The current requirement should stand, as allowing non-medical personnel to make inquiries of an employee’s doctor will lead to widespread violation of employee privacy, and even more disputes between employees and employers over whether leave is medically necessary.
Requiring more frequent medical visits for workers and/or additional medical certifications from their health care providers.
It is already burdensome in some cases for employees to obtain the required medical certification, especially for employees with chronic, lifelong illnesses where the diagnosis and severity do not significantly change from year to year. Increasing the frequency with which employees must visit their doctors and provide medical certification will only make it more costly and burdensome for employees to comply with the requirements to obtain FMLA leave. Instances where a worker’s condition doesn’t change from year to year, yet the FMLA-required certifications are rejected, are relatively common, as are instances where additional medical visits are already being required, due to a dispute over the language used in the employee’s medical certification.

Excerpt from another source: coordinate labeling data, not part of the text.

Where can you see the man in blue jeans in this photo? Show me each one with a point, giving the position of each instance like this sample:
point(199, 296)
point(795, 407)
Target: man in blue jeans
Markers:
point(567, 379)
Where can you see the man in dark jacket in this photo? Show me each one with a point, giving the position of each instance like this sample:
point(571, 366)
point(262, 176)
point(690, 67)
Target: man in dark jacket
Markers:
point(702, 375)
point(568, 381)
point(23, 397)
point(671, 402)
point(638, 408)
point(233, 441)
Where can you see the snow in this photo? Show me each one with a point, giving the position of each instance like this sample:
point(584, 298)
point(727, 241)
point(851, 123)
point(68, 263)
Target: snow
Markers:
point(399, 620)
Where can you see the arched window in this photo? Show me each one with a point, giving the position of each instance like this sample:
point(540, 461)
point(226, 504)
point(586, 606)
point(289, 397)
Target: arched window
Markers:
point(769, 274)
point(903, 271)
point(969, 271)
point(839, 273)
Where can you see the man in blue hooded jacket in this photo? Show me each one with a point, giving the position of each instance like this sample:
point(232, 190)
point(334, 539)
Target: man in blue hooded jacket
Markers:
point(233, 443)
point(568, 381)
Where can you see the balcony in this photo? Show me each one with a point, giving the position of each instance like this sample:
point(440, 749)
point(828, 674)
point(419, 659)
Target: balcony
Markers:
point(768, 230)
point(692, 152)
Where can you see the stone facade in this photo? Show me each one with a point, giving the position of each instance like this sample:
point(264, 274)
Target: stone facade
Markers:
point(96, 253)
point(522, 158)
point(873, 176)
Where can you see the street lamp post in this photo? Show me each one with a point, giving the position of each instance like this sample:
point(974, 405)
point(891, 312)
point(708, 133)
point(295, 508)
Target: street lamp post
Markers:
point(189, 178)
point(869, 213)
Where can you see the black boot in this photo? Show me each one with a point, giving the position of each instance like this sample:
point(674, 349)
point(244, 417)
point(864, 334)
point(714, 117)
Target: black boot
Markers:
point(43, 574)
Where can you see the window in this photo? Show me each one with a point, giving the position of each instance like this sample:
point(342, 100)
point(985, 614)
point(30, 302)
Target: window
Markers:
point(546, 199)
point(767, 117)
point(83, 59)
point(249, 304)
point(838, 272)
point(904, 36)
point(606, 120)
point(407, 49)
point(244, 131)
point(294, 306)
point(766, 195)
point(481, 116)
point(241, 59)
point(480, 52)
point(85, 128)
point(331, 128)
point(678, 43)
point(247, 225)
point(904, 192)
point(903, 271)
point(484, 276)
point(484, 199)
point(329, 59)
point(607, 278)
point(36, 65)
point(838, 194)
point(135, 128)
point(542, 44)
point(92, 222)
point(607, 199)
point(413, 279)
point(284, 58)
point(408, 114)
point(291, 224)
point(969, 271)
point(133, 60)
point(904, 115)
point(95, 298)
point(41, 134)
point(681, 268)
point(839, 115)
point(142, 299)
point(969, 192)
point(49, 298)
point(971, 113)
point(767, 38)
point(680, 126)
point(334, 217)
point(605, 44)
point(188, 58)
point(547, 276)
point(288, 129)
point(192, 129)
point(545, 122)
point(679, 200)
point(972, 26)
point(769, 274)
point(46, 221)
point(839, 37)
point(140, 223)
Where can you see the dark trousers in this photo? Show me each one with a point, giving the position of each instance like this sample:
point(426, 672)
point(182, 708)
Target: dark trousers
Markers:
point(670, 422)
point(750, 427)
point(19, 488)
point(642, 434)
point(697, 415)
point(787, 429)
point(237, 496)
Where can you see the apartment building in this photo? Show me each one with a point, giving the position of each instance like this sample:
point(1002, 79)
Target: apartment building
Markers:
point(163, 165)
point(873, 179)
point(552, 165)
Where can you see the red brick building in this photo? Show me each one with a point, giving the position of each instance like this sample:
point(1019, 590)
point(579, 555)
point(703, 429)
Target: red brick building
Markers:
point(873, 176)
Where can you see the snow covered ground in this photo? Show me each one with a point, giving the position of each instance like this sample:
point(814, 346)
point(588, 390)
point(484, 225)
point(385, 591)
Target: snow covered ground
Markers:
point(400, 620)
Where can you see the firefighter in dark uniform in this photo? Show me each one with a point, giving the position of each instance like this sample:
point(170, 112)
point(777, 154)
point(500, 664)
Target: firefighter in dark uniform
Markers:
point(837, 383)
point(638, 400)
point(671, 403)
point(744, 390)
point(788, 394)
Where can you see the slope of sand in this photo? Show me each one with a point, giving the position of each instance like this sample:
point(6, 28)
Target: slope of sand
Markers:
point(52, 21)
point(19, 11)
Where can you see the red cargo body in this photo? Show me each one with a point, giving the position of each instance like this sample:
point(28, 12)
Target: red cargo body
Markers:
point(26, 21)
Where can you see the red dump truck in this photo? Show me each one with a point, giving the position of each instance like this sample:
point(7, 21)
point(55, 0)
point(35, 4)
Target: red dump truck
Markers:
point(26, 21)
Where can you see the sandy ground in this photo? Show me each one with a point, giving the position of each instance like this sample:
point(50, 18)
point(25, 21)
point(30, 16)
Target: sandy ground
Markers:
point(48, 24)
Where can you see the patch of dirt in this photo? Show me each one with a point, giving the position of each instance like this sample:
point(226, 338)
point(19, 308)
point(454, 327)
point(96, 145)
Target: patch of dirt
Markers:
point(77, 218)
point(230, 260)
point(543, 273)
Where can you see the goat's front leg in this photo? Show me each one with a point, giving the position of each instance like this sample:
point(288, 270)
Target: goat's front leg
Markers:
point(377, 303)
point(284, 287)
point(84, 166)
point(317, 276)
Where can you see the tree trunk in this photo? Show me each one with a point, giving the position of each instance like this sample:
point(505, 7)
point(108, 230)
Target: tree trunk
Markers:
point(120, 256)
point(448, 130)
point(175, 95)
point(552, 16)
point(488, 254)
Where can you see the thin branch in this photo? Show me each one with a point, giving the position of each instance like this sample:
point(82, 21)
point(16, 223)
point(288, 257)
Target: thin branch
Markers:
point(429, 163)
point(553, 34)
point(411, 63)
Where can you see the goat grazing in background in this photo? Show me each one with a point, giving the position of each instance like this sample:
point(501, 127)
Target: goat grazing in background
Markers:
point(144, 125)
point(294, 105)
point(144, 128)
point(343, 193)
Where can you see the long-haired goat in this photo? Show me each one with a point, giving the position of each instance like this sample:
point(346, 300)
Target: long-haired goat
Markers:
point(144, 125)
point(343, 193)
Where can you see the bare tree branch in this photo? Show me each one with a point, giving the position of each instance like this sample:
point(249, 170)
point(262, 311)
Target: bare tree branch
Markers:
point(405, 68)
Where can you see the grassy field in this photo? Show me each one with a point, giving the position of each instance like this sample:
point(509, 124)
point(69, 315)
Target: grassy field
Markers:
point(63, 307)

We live in an era of skyrocketing medical costs, increased co-pays, and a growing number of employees without health insurance. Making employees visit their doctors twice a year, when such visits may not be medically necessary nor logically required, will make it even harder for employees entitled to FMLA leave to actually use it.
Altering current rules about FMLA leave and employers’ attendance policies to count FMLA leave against perfect attendance awards.
This proposed change would penalize employees for FMLA-related absences which are not any fault of their own, and cost employees money in those workplaces which provide a financial incentive for attendance awards. Some are already reporting conflicts with attendance policies when they use approved FMLA leave. However, those employees whose employers follow current law can rest assured their absences will not be used against them.
The comment period has now ended, as of April 11, with thousands of organizations and individual employees submitting comments. Now the ball is in the Department of Labor’s court, with the rights of employees hanging in the balance. Will the scale tip to favor employers’ interests? It would hardly be a surprise. However, thus far in this Administration, no significant changes have been successful, so it will be interesting to see whether the internal and external forces which have staved off changes over the last several years will be strong enough to prevail before the November election.
[Please note: some of this post was excerpted from comments I prepared on behalf of Working America that were submitted to the Department of Labor. However, any opinions represented in this blog posting are my own, and do not represent Working America, my current employer.]